Gerald Carlson’s heart sank when he received word several years ago that a controversial statistical analysis had decreed his program one of Louisiana’s weakest in preparing educators to teach English language arts.
“We thought we had a good program,” said Carlson, dean of the education school at the University of Louisiana at Lafayette. “We were shocked when we saw the results.” Carlson has since worked with his staff to revamp the school’s curriculum: adding a new class in reading and English language arts, requiring more writing across the board, and beefing up professional development for the university’s professors.
He is confident that when the latest results come out this spring—the first to be released in over a year and a half—the university will fare well.
Scores of teacher training programs across the country will likely face similar scrutiny in coming years. Following Louisiana’s lead, policy makers in a growing number of states are evaluating programs based on the test scores of their graduates’ students. So far, eight states have policies requiring them to do a similar analysis, most of them adopted in the last few years, according to the National Council on Teacher Quality.

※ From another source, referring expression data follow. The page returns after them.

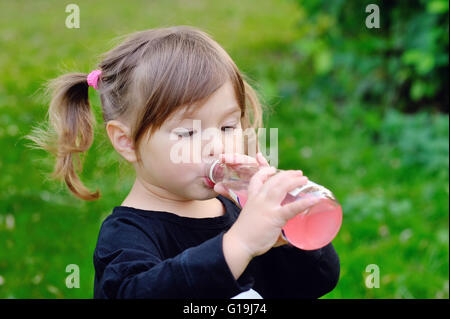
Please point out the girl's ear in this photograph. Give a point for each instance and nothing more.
(120, 137)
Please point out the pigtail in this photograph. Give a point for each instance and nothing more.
(70, 131)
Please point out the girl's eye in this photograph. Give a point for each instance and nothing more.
(228, 128)
(185, 134)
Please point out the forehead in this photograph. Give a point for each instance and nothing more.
(223, 102)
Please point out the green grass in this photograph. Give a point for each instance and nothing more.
(395, 198)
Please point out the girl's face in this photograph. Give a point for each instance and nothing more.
(176, 157)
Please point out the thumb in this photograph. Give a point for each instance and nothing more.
(220, 189)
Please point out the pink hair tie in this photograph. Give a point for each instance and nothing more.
(93, 78)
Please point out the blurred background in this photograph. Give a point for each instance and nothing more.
(362, 111)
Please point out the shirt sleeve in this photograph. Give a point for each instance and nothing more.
(136, 270)
(289, 272)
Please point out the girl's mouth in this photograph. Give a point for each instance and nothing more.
(208, 182)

“This is a policy movement that’s sweeping the country,” said Charles Peck, a professor of special education and teacher education at the University of Washington’s College of Education.
Related efforts to evaluate individual teachers based on student test scores have sparked a flurry of publicity—and led to a major lawsuit. But those targeted at preparation programs (which include longstanding university-based education schools and less traditional programs like Teach For America) have gone comparatively unnoticed and unscrutinized.
As other states follow a similar path, Louisiana’s experience speaks to the promise and peril of the new approach. Some programs, like Carlson’s, have used the data to make significant changes. “We should be doing this analysis anyway, whether we’re forced to or not,” said Carlson.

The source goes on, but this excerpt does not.